L’essentiel des dispositions relatives à l’égalité entre les sexes dans la fonction publique est concentré dans le titre III, chapitre 1er de la loi du 12 mars 2012 (articles 50 à 58).         

Art.50 : un rapport annuel est remis au Parlement sur les mesures mises en œuvre pour assurer l'égalité professionnelle entre les femmes et les hommes. Il comprend notamment des données relatives au recrutement, à la féminisation des jurys, à la formation, au temps de travail, à la promotion professionnelle, aux conditions de travail, à la rémunération et à l'articulation entre l'activité professionnelle et la vie personnelle.     

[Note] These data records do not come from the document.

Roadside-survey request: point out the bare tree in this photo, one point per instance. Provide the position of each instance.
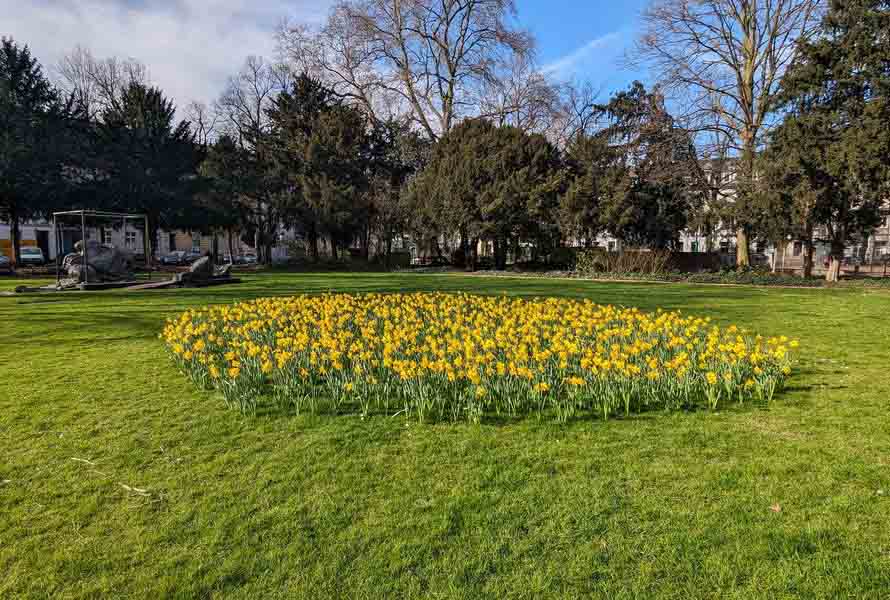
(246, 97)
(203, 120)
(242, 114)
(337, 54)
(96, 84)
(722, 61)
(580, 112)
(522, 96)
(431, 56)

Art. 51 : un rapport annuel du même type est soumis aux comités techniques des administrations et établissements publics.     

Art. 52 : la proportion de personnalités qualifiées de chaque sexe nommées administrateurs en raison de leurs compétences, expériences ou connaissances dans les conseils d'administration, les conseils de surveillance ou les organes équivalents des établissements publics ne peut être inférieure à 40 %. La parité non-stricte (40% et non 50%) permet la souplesse nécessaire à la bonne gestion de ces organes. Une nomination contraire à cette règle est rendue nulle.

Art. 53 : ce même quota de 40% de représentants de chaque sexe s’applique au Conseil commun de la fonction publique, au Conseil supérieur de la fonction publique de l'Etat, au Conseil supérieur de la fonction publique territoriale et au Conseil supérieur de la fonction publique hospitalière.          

Art. 54 : les membres représentant l’administration au sein des commissions administratives paritaires des trois fonctions publiques doivent également respecter cette proportion de 40%.

Art. 55 : le quota s’applique également aux jurys des concours des trois fonctions publiques.

Art. 56 : les nominations effectuées à discrétion du Gouvernement à un poste de haut-fonctionnaire doivent respecter l’objectif de 40% de personnes de chaque sexe d’ici à 2018. Cette proportion est fixée à 20 % pour les nominations prononcées en 2013 et 2014 et à 30 % pour celles prononcées de 2015 à 2017. L’application de cette disposition est évaluée de manière annuelle. Une contribution-sanction est prévue par décret, dont le montant unitaire est de 90 000€.                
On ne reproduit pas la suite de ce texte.